Saturday, June 8, 2013

Researchers control flying robot with only the mind

Researchers in the University of Minnesota’s College of Science and Engineering have developed a new noninvasive system that allows people to control a flying robot using only their mind. The study goes far beyond fun and games and has the potential to help people who are paralyzed or have neurodegenerative diseases.

The study was published today in IOP Publishing’s Journal of Neural Engineering. Five subjects (three female and two male) who took part in the study were each able to successfully control the four-blade flying robot, also known as a quadcopter, quickly and accurately for a sustained amount of time.
 
"Our study shows that for the first time, humans are able to control the flight of flying robots using just their thoughts sensed from a noninvasive skull cap," said Bin He, lead author of the study and biomedical engineering professor in the University of Minnesota’s College of Science and Engineering. "It works as good as invasive techniques used in the past."
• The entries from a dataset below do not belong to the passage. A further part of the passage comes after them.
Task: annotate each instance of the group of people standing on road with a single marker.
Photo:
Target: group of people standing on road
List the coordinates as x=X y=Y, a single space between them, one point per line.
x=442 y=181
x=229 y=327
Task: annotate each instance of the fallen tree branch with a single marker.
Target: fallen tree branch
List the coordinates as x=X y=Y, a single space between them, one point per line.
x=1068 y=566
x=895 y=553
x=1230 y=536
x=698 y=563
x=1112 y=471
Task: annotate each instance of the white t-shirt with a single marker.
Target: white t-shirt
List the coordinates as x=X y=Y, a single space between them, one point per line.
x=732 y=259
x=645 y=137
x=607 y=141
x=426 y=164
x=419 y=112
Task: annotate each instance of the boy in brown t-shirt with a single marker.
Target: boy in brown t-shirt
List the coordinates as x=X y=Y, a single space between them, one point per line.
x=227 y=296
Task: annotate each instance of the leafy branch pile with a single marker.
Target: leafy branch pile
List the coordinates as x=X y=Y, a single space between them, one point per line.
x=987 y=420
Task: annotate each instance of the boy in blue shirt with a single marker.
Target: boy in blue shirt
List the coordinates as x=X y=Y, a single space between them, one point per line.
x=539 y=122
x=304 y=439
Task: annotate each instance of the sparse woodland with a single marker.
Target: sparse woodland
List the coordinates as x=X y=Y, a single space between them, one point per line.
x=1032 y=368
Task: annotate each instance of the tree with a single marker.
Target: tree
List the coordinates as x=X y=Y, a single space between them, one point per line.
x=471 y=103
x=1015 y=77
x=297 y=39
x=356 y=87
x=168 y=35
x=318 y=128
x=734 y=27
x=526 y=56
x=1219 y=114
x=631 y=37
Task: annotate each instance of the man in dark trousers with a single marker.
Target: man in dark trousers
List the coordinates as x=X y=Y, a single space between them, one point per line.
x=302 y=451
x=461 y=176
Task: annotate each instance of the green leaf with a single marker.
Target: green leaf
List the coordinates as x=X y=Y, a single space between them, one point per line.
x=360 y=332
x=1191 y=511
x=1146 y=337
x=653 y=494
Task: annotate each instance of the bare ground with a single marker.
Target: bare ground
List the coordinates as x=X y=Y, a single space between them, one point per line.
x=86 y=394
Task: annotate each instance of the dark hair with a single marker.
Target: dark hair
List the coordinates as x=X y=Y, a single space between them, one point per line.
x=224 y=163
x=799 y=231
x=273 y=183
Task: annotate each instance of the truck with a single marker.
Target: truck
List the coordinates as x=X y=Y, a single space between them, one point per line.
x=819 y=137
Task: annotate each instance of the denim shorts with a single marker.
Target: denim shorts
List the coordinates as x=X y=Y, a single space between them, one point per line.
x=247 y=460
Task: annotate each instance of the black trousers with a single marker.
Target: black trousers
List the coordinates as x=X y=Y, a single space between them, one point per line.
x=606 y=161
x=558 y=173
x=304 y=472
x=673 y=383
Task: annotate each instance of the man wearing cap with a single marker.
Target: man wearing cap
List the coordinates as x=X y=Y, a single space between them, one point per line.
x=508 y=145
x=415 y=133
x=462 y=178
He said this research is intended to help people who are paralyzed or have neurodegenerative diseases regain mobility and independence.
 
"We envision that they’ll use this technology to control wheelchairs, artificial limbs or other devices," He said.
 
The noninvasive technique, called electroencephalography (EEG), is a unique brain-computer interface that records electrical activity of the subjects’ brain through a specialized, high-tech EEG cap fitted with 64 electrodes.
 
"It’s completely noninvasive. Nobody has to have a chip implanted in their brain to pick up the neuronal activity," said Karl LaFleur, a senior biomedical engineering student during the study and one of the paper’s authors.
 
The researchers said the brain-computer interface system works due to the geography of the motor cortex—the area of the cerebrum that governs movement. When we move, or think about a movement, neurons in the motor cortex produce tiny electric currents.